Ivy Tied Up |

Mixed up ramblings of a bipolar mom to 4…

Why Moving wont work..

Monday Nov 26, 2007

Moving away from here really seems like the logical answer. I know its at the front of everyones mind.. Don’t think it hasnt crossed my mind. I’ve been trying for years to get away from here..

Moving isnt an option. We cant afford it. Our credit sucks. Dh refuses to rent. We pay nothing on the land becuase its family land. Its dh’s land. He wont leave. I can’t afford to make it on my own. I realize women do it every day. But raising 4 kids is not cheap. I’d have to work 3 jobs to make ends meet. Is it worth it? I dont think so. I didnt have these kids to never see them. And if i’m working 3 jobs to make ends meet who is raising them? not me. Who is there for them? not me. Who is going to make sure they make it through the hard times? It wont be me.. I cant do that.. I’m not strong enough. I haven’t worked in 9 years. My resume looks horrible. It goes back to when I was working in highschool. Thats almost 10 years ago! At the end of this year it will be 10 years! Jobs dont pay big money for someone who didnt go to college and hasnt worked in 10 years.. you start at the bottom of the pole.. making jack squat.. who survives on jack squat? highschool kids who’s moms pay their bills.. It wouldnt pay gas or daycare. I do plan to go to work after Sugar is in school full time. She only goes half a day right now. The plan was for me to go towork when they were all in school. But that changed when wyatt was born.. Daycare is not cheap. working to pay daycare doesnt work. Its not reasonable or logical..

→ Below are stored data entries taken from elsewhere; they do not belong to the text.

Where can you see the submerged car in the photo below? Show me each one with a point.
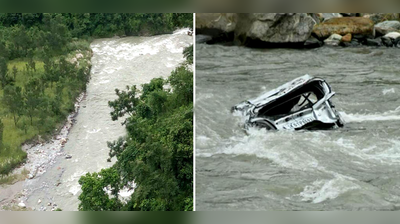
(304, 103)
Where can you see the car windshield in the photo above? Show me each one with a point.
(298, 100)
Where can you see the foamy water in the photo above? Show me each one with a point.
(116, 63)
(351, 168)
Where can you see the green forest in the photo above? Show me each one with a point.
(155, 159)
(45, 66)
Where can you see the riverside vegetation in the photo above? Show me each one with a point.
(45, 64)
(155, 158)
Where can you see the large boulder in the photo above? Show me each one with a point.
(215, 23)
(274, 27)
(327, 16)
(345, 25)
(333, 40)
(380, 17)
(386, 27)
(393, 35)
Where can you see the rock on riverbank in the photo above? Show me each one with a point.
(40, 156)
(304, 30)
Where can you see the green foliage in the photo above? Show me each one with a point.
(157, 153)
(1, 134)
(13, 101)
(95, 186)
(57, 33)
(188, 54)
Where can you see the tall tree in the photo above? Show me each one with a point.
(32, 98)
(13, 100)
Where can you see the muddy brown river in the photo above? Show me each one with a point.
(352, 168)
(115, 64)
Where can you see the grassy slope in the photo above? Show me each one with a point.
(15, 136)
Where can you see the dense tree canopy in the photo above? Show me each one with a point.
(39, 76)
(156, 157)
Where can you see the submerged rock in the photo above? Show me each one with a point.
(345, 25)
(274, 27)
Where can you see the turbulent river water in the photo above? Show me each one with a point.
(115, 64)
(352, 168)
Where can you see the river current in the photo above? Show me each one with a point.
(356, 167)
(116, 63)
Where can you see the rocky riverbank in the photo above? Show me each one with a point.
(299, 30)
(42, 155)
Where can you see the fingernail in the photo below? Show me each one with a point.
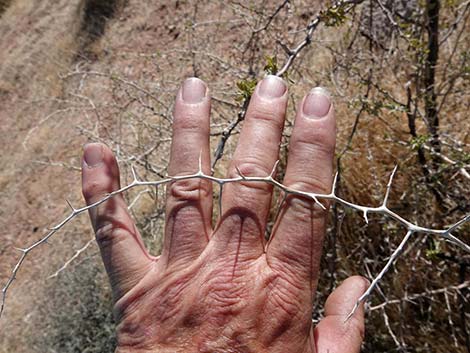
(317, 104)
(194, 90)
(272, 87)
(93, 154)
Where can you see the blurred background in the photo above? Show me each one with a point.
(77, 71)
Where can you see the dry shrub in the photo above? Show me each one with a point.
(123, 91)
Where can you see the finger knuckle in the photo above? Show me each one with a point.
(109, 234)
(190, 190)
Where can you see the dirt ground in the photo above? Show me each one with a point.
(74, 71)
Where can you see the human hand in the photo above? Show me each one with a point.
(225, 289)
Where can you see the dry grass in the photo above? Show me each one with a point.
(134, 65)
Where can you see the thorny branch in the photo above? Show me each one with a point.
(412, 228)
(345, 5)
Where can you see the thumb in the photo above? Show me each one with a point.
(334, 334)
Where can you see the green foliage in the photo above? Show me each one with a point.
(245, 89)
(333, 16)
(434, 251)
(417, 142)
(271, 67)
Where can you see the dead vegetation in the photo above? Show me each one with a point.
(112, 78)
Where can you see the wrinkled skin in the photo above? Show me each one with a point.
(226, 289)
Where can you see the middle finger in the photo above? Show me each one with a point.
(246, 204)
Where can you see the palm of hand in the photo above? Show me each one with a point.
(226, 290)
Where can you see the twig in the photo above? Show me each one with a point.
(315, 197)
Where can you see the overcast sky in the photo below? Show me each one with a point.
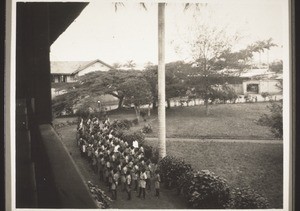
(130, 33)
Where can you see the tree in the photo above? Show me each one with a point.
(161, 81)
(150, 75)
(136, 92)
(130, 64)
(116, 65)
(91, 86)
(276, 66)
(208, 46)
(175, 75)
(273, 119)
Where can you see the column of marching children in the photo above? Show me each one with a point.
(119, 165)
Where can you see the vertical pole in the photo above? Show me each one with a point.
(161, 81)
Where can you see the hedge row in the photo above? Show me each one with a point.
(204, 190)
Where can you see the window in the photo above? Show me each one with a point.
(252, 88)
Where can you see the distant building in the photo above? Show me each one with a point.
(69, 71)
(257, 81)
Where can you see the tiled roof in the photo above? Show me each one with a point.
(72, 67)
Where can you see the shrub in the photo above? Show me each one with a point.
(143, 114)
(204, 190)
(171, 169)
(151, 153)
(147, 129)
(265, 95)
(247, 198)
(135, 122)
(130, 136)
(274, 119)
(121, 124)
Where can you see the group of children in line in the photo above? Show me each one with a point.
(117, 163)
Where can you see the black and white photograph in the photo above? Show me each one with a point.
(149, 105)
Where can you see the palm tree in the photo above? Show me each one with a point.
(161, 75)
(161, 81)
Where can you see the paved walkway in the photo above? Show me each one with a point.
(221, 140)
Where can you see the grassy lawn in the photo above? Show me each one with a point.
(234, 121)
(257, 165)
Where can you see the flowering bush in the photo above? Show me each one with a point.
(99, 196)
(172, 169)
(247, 198)
(204, 190)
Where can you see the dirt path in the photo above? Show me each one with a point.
(221, 140)
(167, 200)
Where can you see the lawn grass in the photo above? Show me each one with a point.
(234, 121)
(257, 165)
(242, 164)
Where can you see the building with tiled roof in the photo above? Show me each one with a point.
(69, 71)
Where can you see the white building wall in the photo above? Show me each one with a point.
(70, 78)
(95, 67)
(269, 86)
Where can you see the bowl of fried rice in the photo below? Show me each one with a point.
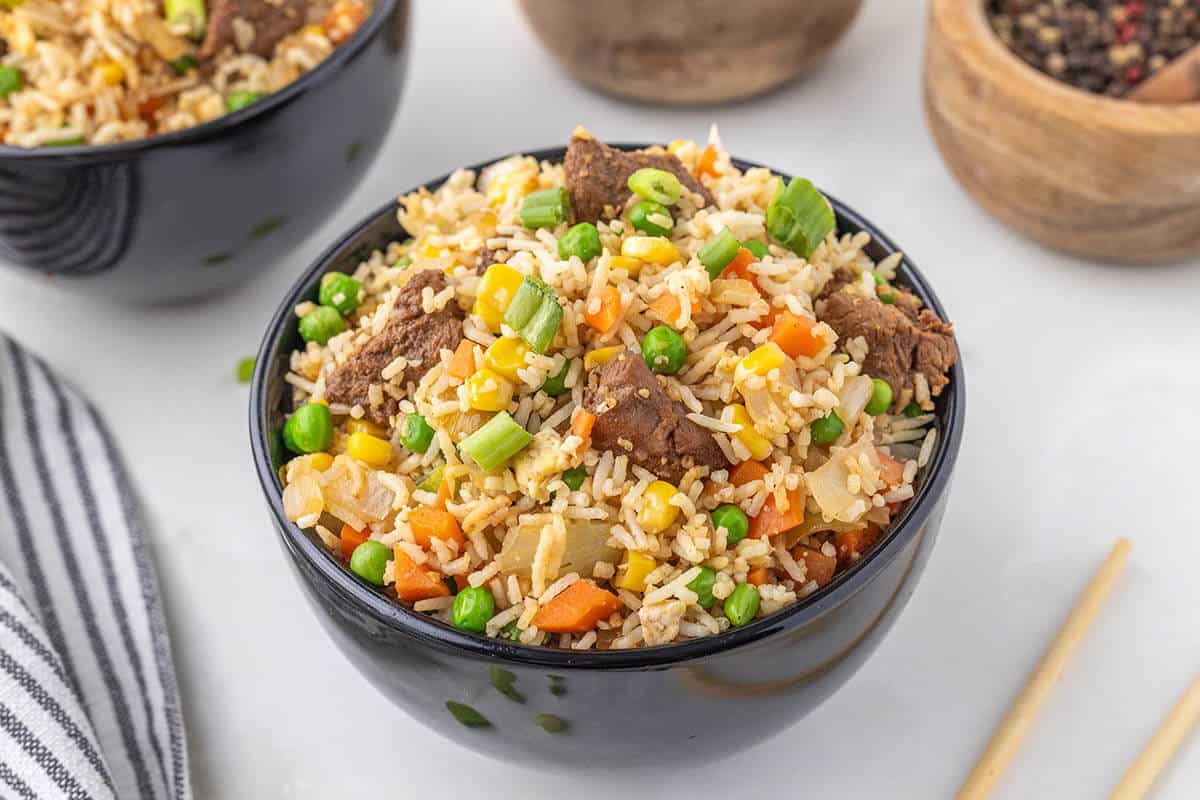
(609, 453)
(165, 150)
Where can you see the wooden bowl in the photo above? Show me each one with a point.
(685, 52)
(1108, 179)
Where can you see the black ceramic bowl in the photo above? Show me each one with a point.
(655, 704)
(193, 212)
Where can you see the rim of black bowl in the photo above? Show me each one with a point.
(427, 630)
(215, 128)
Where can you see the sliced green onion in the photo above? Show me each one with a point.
(432, 482)
(556, 385)
(417, 434)
(535, 314)
(191, 14)
(757, 248)
(498, 440)
(546, 209)
(718, 252)
(655, 185)
(799, 217)
(582, 240)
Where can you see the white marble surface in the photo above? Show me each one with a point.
(1083, 396)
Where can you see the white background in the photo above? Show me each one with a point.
(1084, 389)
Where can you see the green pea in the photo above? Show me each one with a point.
(733, 521)
(310, 429)
(655, 185)
(827, 429)
(881, 397)
(556, 385)
(756, 247)
(341, 292)
(369, 560)
(417, 434)
(240, 100)
(322, 324)
(245, 371)
(11, 79)
(702, 584)
(574, 477)
(581, 240)
(742, 605)
(664, 350)
(472, 609)
(653, 218)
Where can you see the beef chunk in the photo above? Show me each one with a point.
(271, 20)
(597, 176)
(636, 417)
(412, 334)
(904, 338)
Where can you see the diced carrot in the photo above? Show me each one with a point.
(415, 582)
(435, 523)
(739, 268)
(891, 470)
(707, 164)
(576, 609)
(607, 312)
(351, 540)
(793, 334)
(462, 362)
(771, 521)
(747, 471)
(669, 308)
(582, 422)
(819, 566)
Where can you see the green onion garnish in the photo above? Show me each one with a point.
(545, 209)
(417, 434)
(655, 185)
(498, 440)
(535, 314)
(718, 252)
(799, 217)
(432, 482)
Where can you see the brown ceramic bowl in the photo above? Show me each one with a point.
(1107, 179)
(687, 52)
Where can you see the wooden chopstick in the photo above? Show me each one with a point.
(1161, 747)
(1012, 732)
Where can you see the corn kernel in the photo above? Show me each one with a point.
(489, 391)
(657, 512)
(111, 72)
(370, 450)
(652, 250)
(630, 265)
(763, 359)
(496, 292)
(601, 355)
(366, 426)
(505, 356)
(634, 571)
(759, 445)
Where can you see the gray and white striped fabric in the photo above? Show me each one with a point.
(89, 707)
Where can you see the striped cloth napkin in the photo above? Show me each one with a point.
(89, 707)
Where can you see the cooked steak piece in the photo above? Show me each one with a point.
(635, 417)
(412, 334)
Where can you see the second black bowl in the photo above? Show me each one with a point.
(189, 214)
(696, 701)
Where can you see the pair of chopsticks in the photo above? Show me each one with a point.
(1012, 732)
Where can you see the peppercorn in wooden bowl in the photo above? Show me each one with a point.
(1093, 175)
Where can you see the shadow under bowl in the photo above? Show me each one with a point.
(697, 701)
(190, 214)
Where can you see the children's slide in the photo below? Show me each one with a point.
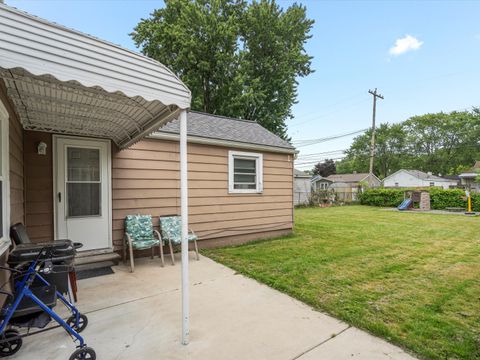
(405, 205)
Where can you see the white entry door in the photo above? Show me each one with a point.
(82, 196)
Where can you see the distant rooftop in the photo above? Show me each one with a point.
(356, 177)
(229, 129)
(300, 173)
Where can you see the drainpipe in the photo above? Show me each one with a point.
(184, 215)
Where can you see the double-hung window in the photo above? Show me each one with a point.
(4, 185)
(245, 172)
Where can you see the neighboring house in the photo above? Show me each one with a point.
(301, 187)
(319, 183)
(468, 178)
(346, 186)
(415, 178)
(81, 149)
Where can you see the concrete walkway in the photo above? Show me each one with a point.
(138, 316)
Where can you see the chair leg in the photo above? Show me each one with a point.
(132, 266)
(171, 251)
(196, 249)
(161, 254)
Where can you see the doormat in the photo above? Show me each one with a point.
(89, 273)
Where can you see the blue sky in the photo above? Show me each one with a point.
(434, 68)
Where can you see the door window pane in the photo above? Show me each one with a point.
(83, 164)
(83, 182)
(83, 199)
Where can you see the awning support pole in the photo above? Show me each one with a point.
(184, 214)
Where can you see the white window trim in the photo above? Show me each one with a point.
(5, 240)
(259, 172)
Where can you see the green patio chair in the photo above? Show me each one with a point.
(171, 229)
(140, 235)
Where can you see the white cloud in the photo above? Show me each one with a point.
(405, 44)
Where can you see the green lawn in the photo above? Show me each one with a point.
(411, 278)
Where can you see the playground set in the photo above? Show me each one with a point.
(412, 198)
(420, 200)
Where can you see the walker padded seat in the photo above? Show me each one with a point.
(171, 229)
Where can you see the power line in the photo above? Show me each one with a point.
(328, 113)
(308, 142)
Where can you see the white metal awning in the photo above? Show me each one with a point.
(64, 81)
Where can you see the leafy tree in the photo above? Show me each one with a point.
(238, 58)
(325, 168)
(443, 143)
(390, 153)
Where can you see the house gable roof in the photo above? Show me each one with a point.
(227, 129)
(421, 175)
(317, 178)
(300, 174)
(348, 177)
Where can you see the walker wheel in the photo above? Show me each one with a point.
(10, 347)
(82, 323)
(84, 353)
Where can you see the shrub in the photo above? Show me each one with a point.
(440, 199)
(382, 197)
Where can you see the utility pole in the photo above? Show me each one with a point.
(372, 144)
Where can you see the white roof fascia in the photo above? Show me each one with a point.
(224, 143)
(42, 47)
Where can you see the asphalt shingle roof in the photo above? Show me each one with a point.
(424, 176)
(224, 128)
(300, 173)
(347, 177)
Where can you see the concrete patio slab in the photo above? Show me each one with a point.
(138, 316)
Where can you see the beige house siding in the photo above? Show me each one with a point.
(145, 180)
(17, 197)
(39, 187)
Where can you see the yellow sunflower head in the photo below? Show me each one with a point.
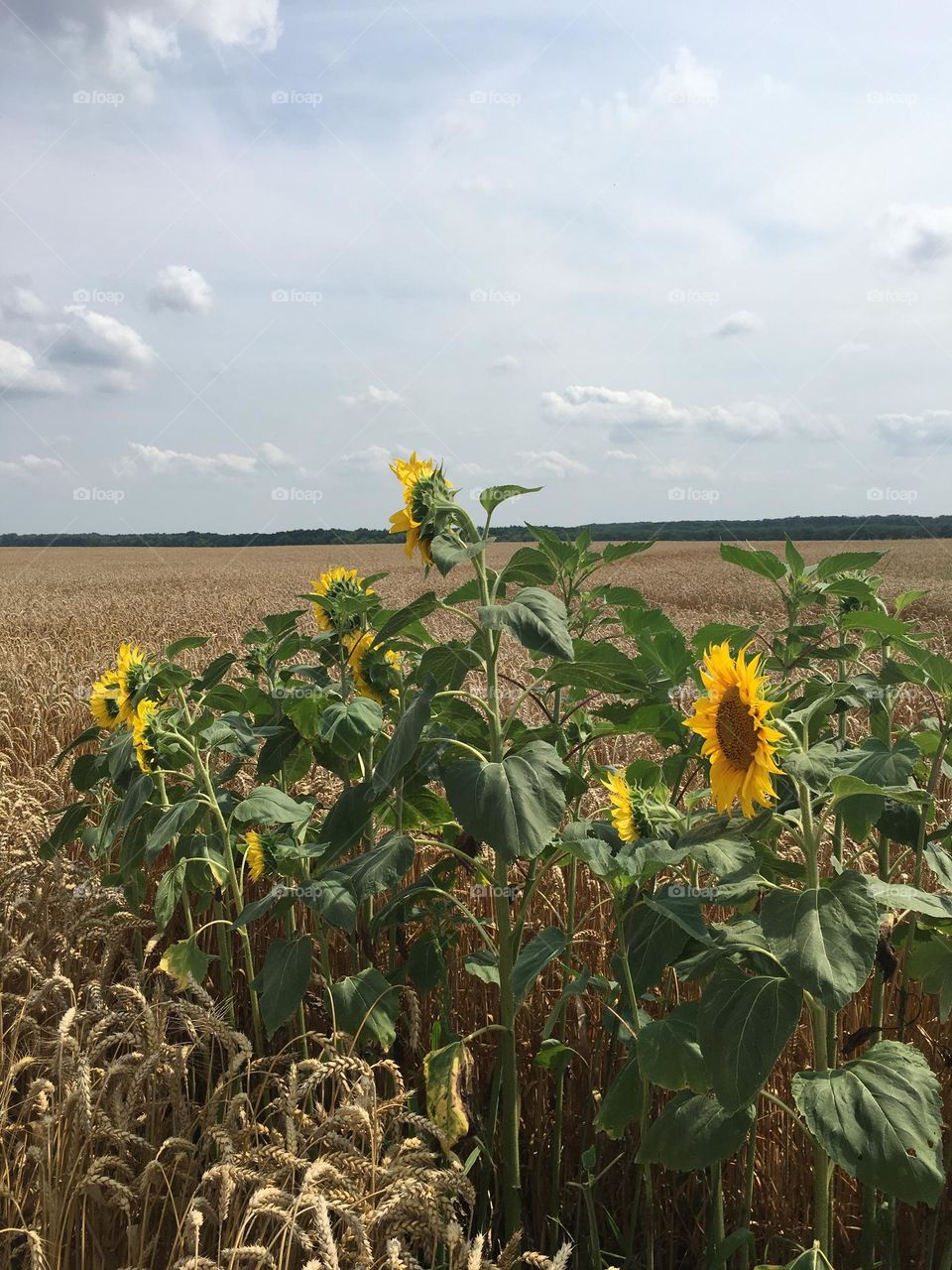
(254, 855)
(426, 493)
(620, 795)
(738, 738)
(104, 699)
(144, 733)
(334, 587)
(376, 671)
(134, 671)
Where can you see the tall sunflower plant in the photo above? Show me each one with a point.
(821, 747)
(327, 818)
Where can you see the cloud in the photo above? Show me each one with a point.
(644, 411)
(373, 458)
(127, 45)
(680, 471)
(181, 290)
(742, 322)
(684, 82)
(21, 304)
(373, 397)
(162, 461)
(551, 462)
(912, 236)
(32, 465)
(19, 373)
(99, 339)
(277, 457)
(915, 431)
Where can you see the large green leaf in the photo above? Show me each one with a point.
(284, 979)
(515, 806)
(537, 619)
(366, 1006)
(534, 959)
(175, 821)
(743, 1025)
(271, 806)
(669, 1052)
(403, 744)
(347, 725)
(384, 866)
(654, 940)
(597, 668)
(185, 962)
(825, 938)
(765, 563)
(693, 1132)
(880, 1119)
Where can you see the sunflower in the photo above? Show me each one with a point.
(254, 855)
(144, 733)
(622, 807)
(104, 699)
(376, 671)
(424, 488)
(334, 585)
(738, 738)
(132, 670)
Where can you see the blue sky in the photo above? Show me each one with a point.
(670, 262)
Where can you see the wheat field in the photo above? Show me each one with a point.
(62, 612)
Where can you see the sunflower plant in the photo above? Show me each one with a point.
(348, 815)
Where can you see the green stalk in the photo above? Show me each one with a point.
(647, 1176)
(236, 893)
(743, 1259)
(823, 1166)
(509, 1075)
(867, 1239)
(918, 874)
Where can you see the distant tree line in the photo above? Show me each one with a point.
(798, 527)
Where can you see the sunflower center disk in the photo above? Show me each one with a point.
(737, 730)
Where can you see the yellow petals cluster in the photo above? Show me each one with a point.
(373, 668)
(113, 701)
(254, 855)
(335, 585)
(424, 486)
(738, 738)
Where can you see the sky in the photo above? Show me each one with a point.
(670, 262)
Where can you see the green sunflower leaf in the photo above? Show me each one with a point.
(825, 938)
(880, 1119)
(515, 806)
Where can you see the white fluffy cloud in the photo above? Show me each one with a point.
(159, 461)
(99, 339)
(742, 322)
(912, 236)
(180, 289)
(127, 45)
(19, 373)
(551, 462)
(32, 465)
(640, 409)
(277, 457)
(684, 82)
(915, 431)
(373, 458)
(373, 398)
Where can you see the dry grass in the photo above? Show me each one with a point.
(62, 613)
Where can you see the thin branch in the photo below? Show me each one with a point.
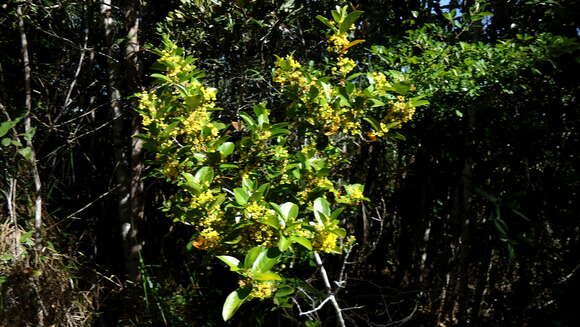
(329, 289)
(77, 73)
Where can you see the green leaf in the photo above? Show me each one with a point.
(349, 20)
(228, 166)
(284, 243)
(284, 291)
(26, 153)
(272, 221)
(204, 176)
(241, 196)
(230, 261)
(7, 125)
(326, 22)
(162, 78)
(340, 232)
(251, 256)
(265, 260)
(267, 275)
(289, 210)
(249, 121)
(374, 124)
(302, 241)
(26, 236)
(191, 184)
(418, 101)
(226, 149)
(233, 303)
(321, 206)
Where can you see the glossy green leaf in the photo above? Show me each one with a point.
(349, 20)
(289, 210)
(267, 275)
(226, 148)
(233, 303)
(241, 196)
(266, 259)
(302, 241)
(232, 262)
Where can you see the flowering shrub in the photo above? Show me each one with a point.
(252, 189)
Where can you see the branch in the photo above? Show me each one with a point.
(329, 289)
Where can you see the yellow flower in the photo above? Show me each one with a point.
(346, 65)
(338, 42)
(262, 289)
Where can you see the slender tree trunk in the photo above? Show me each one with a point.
(122, 168)
(28, 130)
(133, 77)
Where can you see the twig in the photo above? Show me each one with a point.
(329, 289)
(77, 72)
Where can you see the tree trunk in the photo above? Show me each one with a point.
(122, 168)
(133, 77)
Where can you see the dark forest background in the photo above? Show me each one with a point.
(474, 216)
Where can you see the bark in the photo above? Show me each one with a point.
(40, 313)
(133, 76)
(122, 168)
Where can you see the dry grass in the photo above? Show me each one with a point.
(40, 291)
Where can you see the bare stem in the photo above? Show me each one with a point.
(331, 297)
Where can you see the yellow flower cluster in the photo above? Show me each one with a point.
(262, 289)
(148, 107)
(288, 72)
(170, 168)
(355, 192)
(201, 200)
(260, 235)
(401, 111)
(325, 241)
(380, 81)
(334, 120)
(256, 211)
(338, 42)
(208, 238)
(345, 65)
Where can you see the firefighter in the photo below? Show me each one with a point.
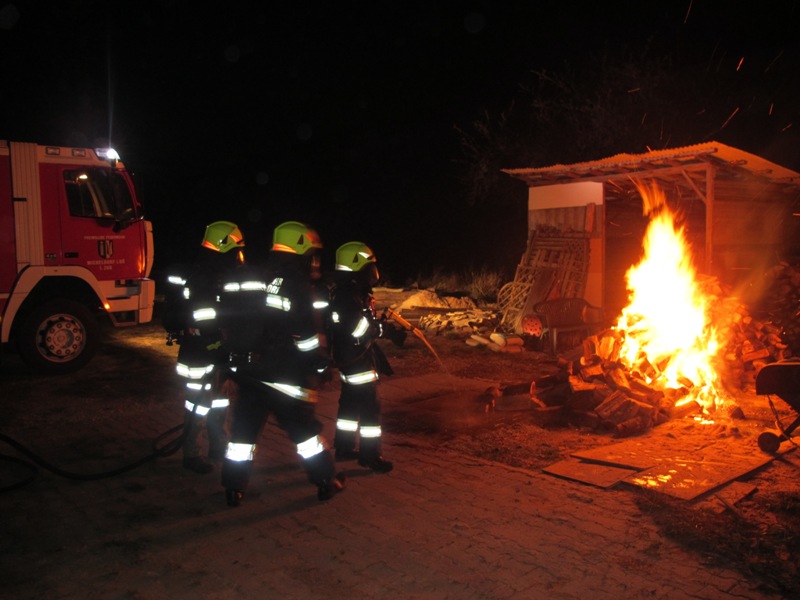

Anyhow back to the inlaws because i’m rambling. The inlaws are obsessive about our lives. Its unreal. Its creepy. They keep track of who comes and goes and what goes on. its really weird. They are so bored its annoying. But moving away from here isnt going to happen.. Its one of those “if i’d known back then what i know now” deals.. Things would have been different. I’d have never settled here..

4 Comments »

What you say makes perfect sense. Don’t imagine you can telll them to mind their own business? ha haa. Anyway, have you considered thinking about preparing yourself for something to do when you go back to work…maybe take classes online? I admire your taking care of your kids instead of trading off three jobs for daycare if you can stand dh. Michele

November 27th, 2007 | 8:47 am

Ivy - you’re 100% right. I never meant to move w/o your husband. Heck, I don’t have any kids and we need both of our incomes to pay the bills. Sure, I could survive on what I make, but also support 4 kids through daycare and their daily needs? Wow, that’s a tough one. I think you’re doing awesome handling it all and juggling all you have on your plate! I’d have gone nuts by now, but you have ADORABLE, angelic looking children that would probably keep me sane! :-)

November 28th, 2007 | 6:46 am

Your kids are so adorable, Ivy! I honestly don’t have any words of advice to offer you in your situation, esp. once you explain why you can’t move, but I just wanted to let you know that I’m “listening.”

November 28th, 2007 | 2:06 pm

I truly feel for you Ivy. You seem trapped between empty walls. I will continue reading and hoping for a positive change in your life.